California's home-building pace won't tame high prices soon

Just like before, it doesn't matter what you do, it matters what most people do. You act conservatively. 50 other people don't. They default and bring the prices of all homes down with them.

The big difference between what's happening now and what happened in 2007 is that banks are better prepared for when people start defaulting, since they will have made all their money before the default. With the short term ARMs people started to default in sometimes less than 5 years and the prices were so low the banks took huge losses.

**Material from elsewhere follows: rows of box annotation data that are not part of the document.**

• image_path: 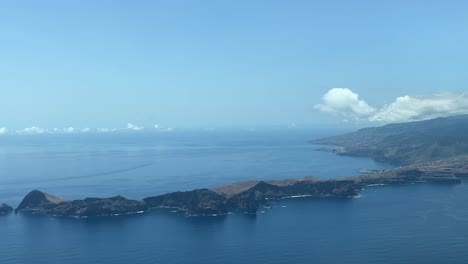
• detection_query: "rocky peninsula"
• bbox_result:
[16,190,148,217]
[0,204,13,215]
[6,115,468,217]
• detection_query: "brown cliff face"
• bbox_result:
[143,189,228,215]
[17,191,148,217]
[0,204,13,215]
[227,180,361,213]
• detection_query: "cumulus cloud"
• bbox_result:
[315,88,468,123]
[127,123,145,131]
[16,126,47,134]
[314,88,376,120]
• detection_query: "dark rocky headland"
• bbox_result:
[0,204,13,215]
[6,115,468,217]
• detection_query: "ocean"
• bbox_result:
[0,130,468,264]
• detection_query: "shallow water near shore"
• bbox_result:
[0,131,468,264]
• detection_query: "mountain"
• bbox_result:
[311,115,468,165]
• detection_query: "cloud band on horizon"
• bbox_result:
[314,88,468,123]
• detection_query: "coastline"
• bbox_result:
[0,156,468,218]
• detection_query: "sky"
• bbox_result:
[0,0,468,134]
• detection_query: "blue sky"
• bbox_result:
[0,0,468,129]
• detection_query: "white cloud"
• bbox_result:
[127,123,145,131]
[63,127,76,133]
[16,126,47,134]
[314,88,376,120]
[369,93,468,123]
[315,88,468,123]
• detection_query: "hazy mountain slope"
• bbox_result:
[311,115,468,164]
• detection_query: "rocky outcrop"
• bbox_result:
[16,190,68,211]
[17,190,148,217]
[143,189,228,215]
[227,180,361,213]
[0,204,13,215]
[143,180,360,215]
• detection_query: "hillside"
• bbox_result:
[311,115,468,165]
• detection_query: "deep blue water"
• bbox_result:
[0,131,468,264]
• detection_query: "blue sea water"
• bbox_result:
[0,130,468,264]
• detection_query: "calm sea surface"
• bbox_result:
[0,131,468,264]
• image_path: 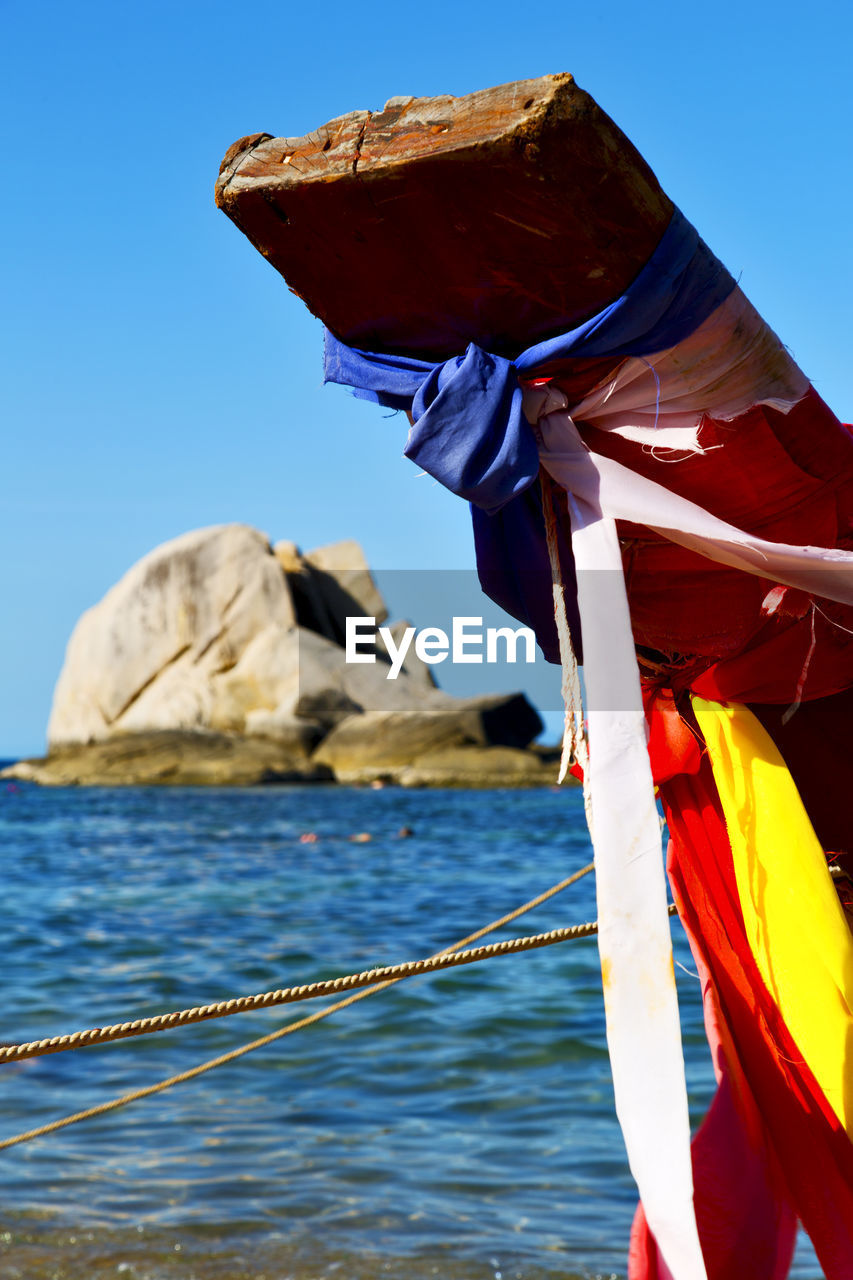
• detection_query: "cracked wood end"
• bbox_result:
[215,74,672,358]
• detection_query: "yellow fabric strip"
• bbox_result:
[693,698,853,1138]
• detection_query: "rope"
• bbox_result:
[0,863,612,1151]
[539,467,592,833]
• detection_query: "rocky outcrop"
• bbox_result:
[9,525,558,785]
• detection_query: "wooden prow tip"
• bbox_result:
[216,73,672,358]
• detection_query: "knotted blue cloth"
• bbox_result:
[324,210,735,662]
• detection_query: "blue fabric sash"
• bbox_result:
[324,210,735,660]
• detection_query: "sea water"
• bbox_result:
[0,783,820,1280]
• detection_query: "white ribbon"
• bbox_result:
[525,387,853,1280]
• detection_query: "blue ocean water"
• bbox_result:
[0,785,820,1280]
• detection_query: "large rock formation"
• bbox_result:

People can not be trusted with tools like interest only mortgages, especially when builders and lenders work together to push them. And when everyone is using them it arbitrarily pushes prices up, which causes more people to overextend because it's the only tool they can use to purchase a house that they would otherwise be able to purchase for 30% less if that tool didn't exist in the first place. You look up and down the cost and you see all this inventory. And you look at the historical prices and wonder, "Why is everything so expensive?" It's because right now a massive portion of those homes are effectively being subsidized by the mortgage interest deduction. It ends up being a transfer to the government to banks.

The 15- and 30- year made sense given when they were created and the importance of homeownership in solving social problems and equity concerns. All these other tools are disasters. They are handed out in such a way that they are basically designed to fail. But this time instead of getting your payout after the default in the form of a credit default swap, you get your payment before the default in the form of 10-years worth of pure interest payments.